The Hello World of text processing

You can do many interesting things with text! It exists an entire area in Machine Learning called Natural Language Processing (NLP) which covers any kind of machine manipulation of natural human languages.

I want to show here a couple of pre-processing examples that are normally the base for more sophisticated models and algorithms applied in NLP.

A sort of “Hello world” program, the simplest working program but illustrative.
When you have a collection of text, it would be really useful to have at first a vocabulary with word counts.
Lots of useful things can come from it, from simplest metrics like term frequency to sophisticated classifiers.

This example is also available as Jupyter notebook on GitHub.


The basic atomic part of each text are the tokens. A token is the NLP name for a sequence of characters that we want to treat as a group.

For example we can consider group of characters separated by blank spaces, therefore forming words.

Tokens can be extracted by splitting the text using the Python function split().
Here is a simple example:

In [1]: sampleText = " The Elephant's 4 legs: this is THE Pub. \
  Hi, you, my super_friend! You can't believe what happened to \
  our * common friend *, the butcher. How are you?"
In [2]: textTokens = sampleText.split() # by default split by spaces
In [3]: textTokens
Out[3]: ['The', "Elephant's", '4', 'legs:', 'this', ...]
In [4]: print ("The sample text has {} tokens".format (len(textTokens)))
Out[4]: The sample text has 22 tokens

As you can see, tokens are words but also symbols like *. This is because we have split the string simply by using blank spaces. But you can pass other separators to the function split() such as commas.

Token frequency

I have the number of tokens for this sample text. Now I want to count the frequency for each token.

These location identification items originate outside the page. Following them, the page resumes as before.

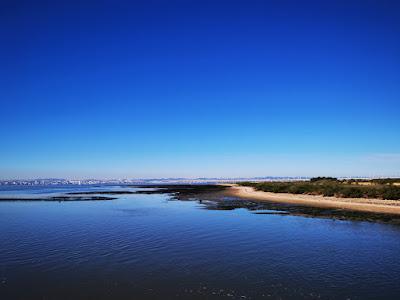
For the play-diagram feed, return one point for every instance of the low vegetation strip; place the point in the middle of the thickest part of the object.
(327, 186)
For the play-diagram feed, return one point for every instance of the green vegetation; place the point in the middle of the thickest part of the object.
(329, 186)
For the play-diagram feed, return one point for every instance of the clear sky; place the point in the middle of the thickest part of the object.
(114, 89)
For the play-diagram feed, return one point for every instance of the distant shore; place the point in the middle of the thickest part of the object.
(351, 204)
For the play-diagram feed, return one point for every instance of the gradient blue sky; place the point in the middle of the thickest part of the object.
(113, 89)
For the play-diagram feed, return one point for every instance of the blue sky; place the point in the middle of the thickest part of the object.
(113, 89)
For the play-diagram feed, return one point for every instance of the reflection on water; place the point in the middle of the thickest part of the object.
(146, 247)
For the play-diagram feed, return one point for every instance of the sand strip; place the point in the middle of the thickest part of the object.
(353, 204)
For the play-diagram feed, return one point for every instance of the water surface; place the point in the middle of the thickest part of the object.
(148, 247)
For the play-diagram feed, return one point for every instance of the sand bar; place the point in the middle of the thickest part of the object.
(353, 204)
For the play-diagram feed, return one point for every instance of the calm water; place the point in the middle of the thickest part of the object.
(147, 247)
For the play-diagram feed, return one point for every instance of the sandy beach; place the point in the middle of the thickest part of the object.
(352, 204)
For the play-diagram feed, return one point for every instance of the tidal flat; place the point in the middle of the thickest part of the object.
(188, 242)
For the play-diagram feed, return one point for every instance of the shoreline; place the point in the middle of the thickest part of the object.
(350, 204)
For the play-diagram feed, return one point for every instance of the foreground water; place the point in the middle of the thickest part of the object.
(148, 247)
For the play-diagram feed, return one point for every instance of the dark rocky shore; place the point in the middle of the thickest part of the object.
(215, 197)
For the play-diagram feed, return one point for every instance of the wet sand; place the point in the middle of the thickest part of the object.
(350, 204)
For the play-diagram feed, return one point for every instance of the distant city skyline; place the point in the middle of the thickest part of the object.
(119, 89)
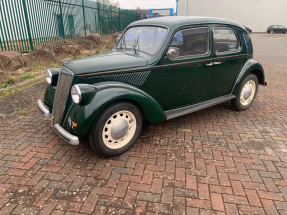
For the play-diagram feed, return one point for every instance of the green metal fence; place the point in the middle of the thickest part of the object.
(25, 24)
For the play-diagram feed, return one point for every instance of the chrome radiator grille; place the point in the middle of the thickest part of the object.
(62, 92)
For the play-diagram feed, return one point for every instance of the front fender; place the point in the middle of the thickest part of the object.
(251, 66)
(106, 93)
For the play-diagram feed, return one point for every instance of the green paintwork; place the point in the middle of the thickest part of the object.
(156, 83)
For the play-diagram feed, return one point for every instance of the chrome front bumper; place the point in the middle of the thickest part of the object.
(73, 140)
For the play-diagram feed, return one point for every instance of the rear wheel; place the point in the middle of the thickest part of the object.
(116, 129)
(247, 93)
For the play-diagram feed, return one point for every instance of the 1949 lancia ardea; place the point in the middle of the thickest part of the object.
(159, 69)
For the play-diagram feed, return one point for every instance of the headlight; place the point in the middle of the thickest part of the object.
(76, 94)
(48, 76)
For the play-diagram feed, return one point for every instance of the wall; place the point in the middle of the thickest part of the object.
(255, 14)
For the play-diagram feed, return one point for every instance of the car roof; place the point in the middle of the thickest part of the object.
(177, 21)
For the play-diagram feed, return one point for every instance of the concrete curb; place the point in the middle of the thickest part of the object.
(27, 82)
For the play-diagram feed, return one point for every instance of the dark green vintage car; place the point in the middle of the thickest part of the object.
(159, 69)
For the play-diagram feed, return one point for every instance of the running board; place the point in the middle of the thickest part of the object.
(193, 108)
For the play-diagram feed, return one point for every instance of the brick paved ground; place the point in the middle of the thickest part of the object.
(215, 161)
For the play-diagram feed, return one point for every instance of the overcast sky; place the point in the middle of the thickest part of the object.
(147, 4)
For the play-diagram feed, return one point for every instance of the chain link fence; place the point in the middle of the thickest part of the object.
(25, 24)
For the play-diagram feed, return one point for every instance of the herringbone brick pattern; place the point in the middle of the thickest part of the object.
(216, 161)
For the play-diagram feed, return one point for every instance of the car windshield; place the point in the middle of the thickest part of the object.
(143, 38)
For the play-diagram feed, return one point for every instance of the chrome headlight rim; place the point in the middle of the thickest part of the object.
(48, 76)
(76, 94)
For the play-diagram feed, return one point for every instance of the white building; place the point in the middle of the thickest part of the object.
(255, 14)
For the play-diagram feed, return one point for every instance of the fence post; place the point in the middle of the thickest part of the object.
(119, 29)
(111, 9)
(99, 16)
(62, 19)
(126, 18)
(28, 24)
(84, 15)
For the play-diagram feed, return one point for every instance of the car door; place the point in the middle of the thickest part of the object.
(228, 61)
(187, 69)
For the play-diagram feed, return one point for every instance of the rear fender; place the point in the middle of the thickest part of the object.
(250, 67)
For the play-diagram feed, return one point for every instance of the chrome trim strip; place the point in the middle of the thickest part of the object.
(73, 140)
(44, 110)
(140, 69)
(193, 108)
(123, 85)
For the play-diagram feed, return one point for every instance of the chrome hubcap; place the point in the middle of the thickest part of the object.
(248, 92)
(119, 129)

This can be done quickly by using the Python Counter from the module collections.
Counter is a sub-class of the dictionary data structure specialised for counting objects.

In [5]: from collections import Counter
In [6]: totalWords = Counter(textTokens); 
In [7]: totalWords
Out[7]: Counter({'*': 1,'*,': 1, '4': 1, "Elephant's": 1,
                 'Pub.': 1,'THE': 1, 'The': 1, 'the': 1,
                 'You': 1, 'you,': 1, 'you?': 1, ... })

Counter produces a dictionary with each token as the keys and its count as the value.
We see that there are a number of problems:

  • some word (like The/THE or You/you) is in two different tokens because of capital vs. small letter
  • some token contains punctuation marks which makes the same word counted twice (like you/you?)
  • some token consists of symbols (like *)

Luckily we can quickly fix them.

Remove capital letters

This is very easy to do in Python using the lower() function:

In [8]: loweredText = sampleText.lower()
In [9]: loweredText
Out[9]: " the elephant's 4 legs: this is the pub. hi, you, \
my super_friend! you can't believe what happened to our *  \
common friend *, the butcher. how are you?"
In [10]: textTokens = loweredText.split()
In [11]: totalWords = Counter(textTokens);  totalWords
Out[11]: Counter({'*': 1, '*,': 1, '4': 1, "elephant's": 1, 
                  'the': 3, 'you': 1, 'you,': 1,'you?': 1, ... })

Now the token “the” is counted correctly 3 times !

But other words like “you” are still wrongly counted because of the punctuation such as comma or question mark.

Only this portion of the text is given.